Speeding up Python 147x with Cython

When evaluating Python for enterprise projects, the concern over its ultimate speed arises from time to time. Of course, fundamental speed-up comes only from a better algorithm or better approach to the problem at hand. However, on the programming language level, Python is indeed lacking in ultimate speed due to many, many hoops in service of its nature as a very high-level and dynamic language.

There are a number of ways to diminish this problem. Three primary ways are

  1. Call an existing C/C++ library for speed-critical tasks.
  2. Implement speed-critical tasks in C/C++, as part of the Python project.
  3. Implement speed-critical tasks in Cython, as part of the Python project.

The first approach assumes the existence of a third-party library (which could be authored by the owner of the Python project in question, but conceptually is an external library). The second and third approaches are under the control of the Python developer, hence amenable to experimentation and refactoring. The first two approaches rely on Python’s C API, either the “raw” API or some higher level wrapper. The third approach does not require the developer to directly deal with the C API.

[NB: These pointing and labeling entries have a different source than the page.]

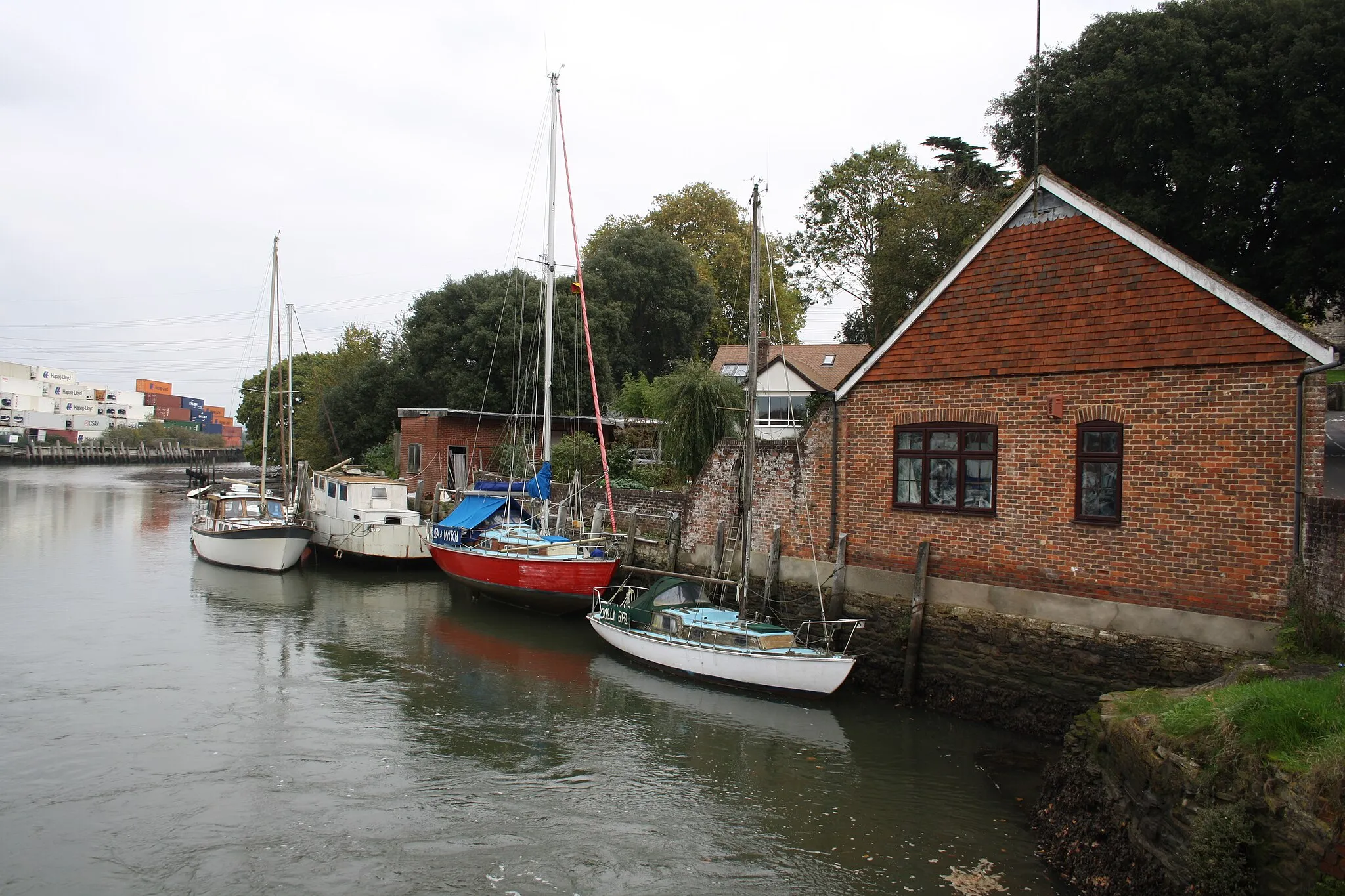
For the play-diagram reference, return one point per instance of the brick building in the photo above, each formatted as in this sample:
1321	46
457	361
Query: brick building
1078	409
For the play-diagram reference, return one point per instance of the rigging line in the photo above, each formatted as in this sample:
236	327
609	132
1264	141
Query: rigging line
798	446
588	339
516	241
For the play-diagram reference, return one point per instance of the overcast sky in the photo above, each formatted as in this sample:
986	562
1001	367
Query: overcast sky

In this post I will showcase the third approach. Specifically, I will speed-tune a very simple function through a number of phases, first within pure Python but ultimately using Cython. The main objective of the post is to demonstrate the ease and potential benefit of Cython to total newbies.

Set it up

Below is the function we need to speed up. Given a UNIX timestamp, the function returns the week-day, a number between 1 and 7 inclusive. Suppose in a real-world project we need to call this function a large number of times, and the time spent on this function has proven to be considerable.

# file 'version01.py'.

from datetime import datetime


def weekday(ts):
    dt = datetime.utcfromtimestamp(ts)
    wd = dt.isoweekday()
    return wd


def weekdays(ts):
    return [weekday(t) for t in ts] 

We have created a Python package named pycc and made it visible on PYTHONPATH. The above is the module version01 in this package. We also created a utility module profiler in package pycc with the content as follows:

# profiler.py

import time
from functools import wraps

import line_profiler


def timed(func):
    @wraps(func)
    def profiled_func(*args, **kwargs):
        time0 = time.perf_counter()
        result = func(*args, **kwargs)
        time1 = time.perf_counter()

        print('')
        print('Function `', func.__name__, '` took ', time1 - time0, 'seconds to finish')
        print('')
        return result

    return profiled_func


def lineprofiled(*funcs):
    """
    A line-profiling decorator.

    Args:
        funcs: functions (function objects, not function names) to be line-profiled.
            If no function is specified, the function being decorated is profiled.

    Example:

            @lineprofiled()
            def myfunc(a, b):
                g(a)
                f(b)

            @lineprofiled(g, f)
            def yourfunc(a, b):
                x = g(a)
                y = f(b)
                s(x, y)
    """
    def mydecorator(func):
        nonlocal funcs
        if not funcs:
            funcs = [func]
        @wraps(func)
        def profiled_func(*args, **kwargs):
            func_names = [f.__name__ for f in funcs]
            profile = line_profiler.LineProfiler(*funcs)
            z = profile.runcall(func, *args, **kwargs)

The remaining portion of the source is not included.